The levels of fat solids to liquids as well as the crystal structure will have a big say in how the shortening performs within a cake batter, and this will have a big impact on the finished product characteristics. 

“It’s not only the solids but how they interact with each other and how they crystallize together,” said Frank Flider, oils consultant, United Soybean Board. “Some tend to be very gritty. Others tend to be very light and fluffy. … If you have too much saturates in the shortening or saturates in the wrong place with triglycerides, you may have a different crystal structure.” 

The finished product really guides the level of solids and the crystallization properties bakers should be pursuing with their shortenings. The type of cake and its expected texture and rise, as well as whether the cake will be frozen for shipping and storage, will have an impact on what shortening a baker chooses. 

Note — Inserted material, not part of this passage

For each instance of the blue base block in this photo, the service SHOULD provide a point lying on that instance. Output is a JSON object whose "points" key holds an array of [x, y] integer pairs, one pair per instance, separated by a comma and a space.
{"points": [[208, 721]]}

“Bakery shortenings are formulated with blends of different base stocks and source oils to control melting characteristics, solid fat content and crystal habit, which contribute to creaming quality,” said Jackie Steffey, senior customer innovation manager, AAK. “Chilling and tempering conditions used during bakery shortening production impact the plasticity of the shortening, which directly influences the creaming and dispersion.” 

Without taking process considerations into account, bakers may choose a shortening that performs well in theory, but not when the product is out in the field. 

Bakers may also be looking to reduce saturated fats on their Nutrition Facts Panel. This can be difficult as saturated fat is the functional piece of shortening. 

“We work backwards from the nutritional target the baker is trying to hit,” Dr. Satumba explained. “If we’re lowering the overall saturated fat, is there an alternative ingredient we can add back in to provide the body needed in the final application? While you want to consider the nutritional profile, and reducing saturated fat might be of interest, ultimately the shortening has to deliver the same functionality our customers have become accustomed to.”